3.3. Personne ne nie l'intérêt de savoir correctement interpréter
des données statistiques. Est-ce une raison pour passer l'un des " trois
grands chapitres " de la classe de seconde à " réfléchir
au choix de résumés numériques ", à " la notion
de fluctuation de l'échantillonnage vue sous l'aspect élémentaire
de la variabilité de la distribution des fréquences " (sic), tout
cela pour finir en apothéose par " simuler à l'aide du générateur
aléatoire d'une calculatrice " ?!?
3.4. Même en spécialité de TL ! Des littéraires qui choisissent
de faire des maths ! On pourrait profiter de l'occasion pour leur faire découvrir
l'histoire de la racine carrée de -1, la résolution des équations
dans :
,
ou les motifs du carrelage de la cuisine de Pascal. Non, ils étudieront les
variations des fonctions, comme les autres.
4. L'obsession du " simple ".
" On prendra un point de vue très simple ", " on se limitera
à de faibles valeurs de n ", " l'objectif est modeste ", "
toute théorie est exclue ", " on ne soulèvera pas de difficulté
", " la notion sera dégagée de l'étude d'exemples
simples ", " des exemples simples " (x fois...), " on n'utilisera
le calcul vectoriel que pour faciliter le repérage des points ", "
on se gardera de tout excès de technicité ", " un cadre théorique
volontairement limité ",...
Sans commentaires.
5. La dilution d'une notion sur plusieurs années.
5.1. Prenons l'exemple des fractions: on en parle en primaire, on les simplifie en
sixième, on les compare, les ajoute et les multiplie en cinquième,
et on ne sait pas quand on les divise. L'intention était d'éviter un
" chapitre trop long ", et de permettre aux élèves
" qui ne peuvent se faire aider " d'assimiler à leur rythme chaque
notion avant de passer à la suivante. Le problème, c'est que, à
partir du moment où ils en parlent à la maison, les élèves
" qui peuvent se faire aider ", apprennent tout sur la question et
ainsi la belle intention d'égalité est ruinée.
5.2. On observe la même dilution pour les statistiques au collège.
6. La fin de la rigueur.
6.1. Des fonctions peuvent être " définies par des courbes ",
on observe " les effets d'un agrandissement ", des triangles ont "
la même forme "...
6.2. Comment peut-on démontrer que deux droites sont parallèles en
utilisant le théorème de Thalès si l'on ne sait pas que "

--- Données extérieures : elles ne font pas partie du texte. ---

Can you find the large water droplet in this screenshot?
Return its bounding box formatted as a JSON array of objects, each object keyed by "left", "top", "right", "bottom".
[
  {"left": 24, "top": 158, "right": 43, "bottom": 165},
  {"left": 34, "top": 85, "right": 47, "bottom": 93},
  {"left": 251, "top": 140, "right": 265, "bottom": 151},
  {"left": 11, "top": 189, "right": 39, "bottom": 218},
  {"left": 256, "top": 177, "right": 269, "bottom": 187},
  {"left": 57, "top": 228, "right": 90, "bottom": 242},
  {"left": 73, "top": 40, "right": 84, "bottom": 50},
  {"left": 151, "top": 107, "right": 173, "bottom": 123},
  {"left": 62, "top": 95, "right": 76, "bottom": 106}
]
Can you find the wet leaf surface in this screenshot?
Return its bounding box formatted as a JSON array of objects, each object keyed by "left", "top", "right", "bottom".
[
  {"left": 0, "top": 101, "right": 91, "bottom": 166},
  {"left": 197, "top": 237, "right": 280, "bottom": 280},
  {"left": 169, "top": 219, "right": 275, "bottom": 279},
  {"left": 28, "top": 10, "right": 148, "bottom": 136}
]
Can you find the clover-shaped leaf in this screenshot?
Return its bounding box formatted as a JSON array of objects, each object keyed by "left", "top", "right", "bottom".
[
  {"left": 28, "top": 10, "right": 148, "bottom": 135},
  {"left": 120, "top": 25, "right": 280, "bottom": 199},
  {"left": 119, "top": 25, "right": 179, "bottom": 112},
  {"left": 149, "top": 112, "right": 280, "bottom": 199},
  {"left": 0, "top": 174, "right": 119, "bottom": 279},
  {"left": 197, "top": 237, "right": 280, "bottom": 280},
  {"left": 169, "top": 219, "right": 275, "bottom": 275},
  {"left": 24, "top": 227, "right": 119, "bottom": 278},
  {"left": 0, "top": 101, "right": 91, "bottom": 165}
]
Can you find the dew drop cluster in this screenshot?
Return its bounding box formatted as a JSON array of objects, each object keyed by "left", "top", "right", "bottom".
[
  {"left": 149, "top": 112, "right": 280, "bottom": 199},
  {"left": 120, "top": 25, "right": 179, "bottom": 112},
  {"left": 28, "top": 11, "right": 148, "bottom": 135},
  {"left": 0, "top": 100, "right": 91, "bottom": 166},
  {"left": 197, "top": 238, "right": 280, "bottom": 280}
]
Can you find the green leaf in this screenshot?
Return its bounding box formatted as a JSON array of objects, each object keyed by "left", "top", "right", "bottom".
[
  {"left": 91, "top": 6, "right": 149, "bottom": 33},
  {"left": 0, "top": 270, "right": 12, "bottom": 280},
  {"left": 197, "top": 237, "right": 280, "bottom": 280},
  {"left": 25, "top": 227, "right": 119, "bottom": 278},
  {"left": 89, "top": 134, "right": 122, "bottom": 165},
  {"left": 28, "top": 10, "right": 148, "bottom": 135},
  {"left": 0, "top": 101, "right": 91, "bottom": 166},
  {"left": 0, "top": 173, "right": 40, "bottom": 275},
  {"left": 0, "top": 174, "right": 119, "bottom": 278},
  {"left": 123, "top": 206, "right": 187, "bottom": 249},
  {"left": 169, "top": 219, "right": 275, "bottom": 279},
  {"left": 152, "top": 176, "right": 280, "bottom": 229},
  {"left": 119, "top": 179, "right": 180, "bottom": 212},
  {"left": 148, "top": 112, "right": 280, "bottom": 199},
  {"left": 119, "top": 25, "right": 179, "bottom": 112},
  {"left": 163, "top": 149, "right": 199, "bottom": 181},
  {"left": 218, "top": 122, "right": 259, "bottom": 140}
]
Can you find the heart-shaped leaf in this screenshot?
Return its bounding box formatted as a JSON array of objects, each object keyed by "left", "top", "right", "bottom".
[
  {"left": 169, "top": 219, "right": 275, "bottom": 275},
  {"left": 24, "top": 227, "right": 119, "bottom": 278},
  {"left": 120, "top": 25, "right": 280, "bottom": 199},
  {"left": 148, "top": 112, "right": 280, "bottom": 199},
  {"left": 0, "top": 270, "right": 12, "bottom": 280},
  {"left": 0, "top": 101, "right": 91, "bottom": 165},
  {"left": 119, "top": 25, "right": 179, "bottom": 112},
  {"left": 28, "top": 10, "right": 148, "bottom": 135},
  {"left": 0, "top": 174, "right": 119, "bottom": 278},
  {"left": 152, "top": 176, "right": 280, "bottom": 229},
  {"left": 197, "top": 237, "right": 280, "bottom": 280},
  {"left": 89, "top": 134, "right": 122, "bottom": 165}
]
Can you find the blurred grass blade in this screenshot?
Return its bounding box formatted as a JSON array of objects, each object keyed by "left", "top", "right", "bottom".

la position de M par rapport à A et B est la même que celle de N par
rapport à A et C " ? Où et quand cette expression a-t-elle été
définie correctement ?
6.3. Qu'est-ce qu'un vecteur ? Et comment reconnaît-on que deux vecteurs ont
le " même sens " ?
6.4. De quoi découle la position relative de deux plans de l'Espace? De la
" manipulation de solides " ? De la " construction de patrons "
?
7. Et pourtant.
7.1. Les élèves manifestent un vif intérêt pour des situations
" non-standard ". La leçon d'introduction aux nombres complexes
en Terminale en témoigne régulièrement.
7.2. Les élèves de premières ES, auxquels on inflige des "
mathématiques appliquées aux sciences économiques ", redoutent
les exercices " concrets ". Ils préfèrent encore les x et
les y. Les modèles adoptés, souvent artificiels, sont d'ailleurs souvent
critiqués par les professeurs de SES eux-mêmes.
7.3. Il n'y a donc pas de fermeture " naturelle " des esprits à
l'abstraction, et les mathématiques ne sont pas " naturellement "
le lieu d'étude de phénomènes " concrets ". Tout est
question d'éducation...
Ainsi, l'objectif des programmes de mathématiques depuis plusieurs années
est clair: la recherche de l'utilité immédiate au détriment
de la réflexion, la réduction des mathématiques à une
technique, à une accumulation de recettes applicables aux autres disciplines.
La négation du sens de l'effort et de la pensée...
C'est exactement ce qu'il faut pour la société qu'on nous prépare.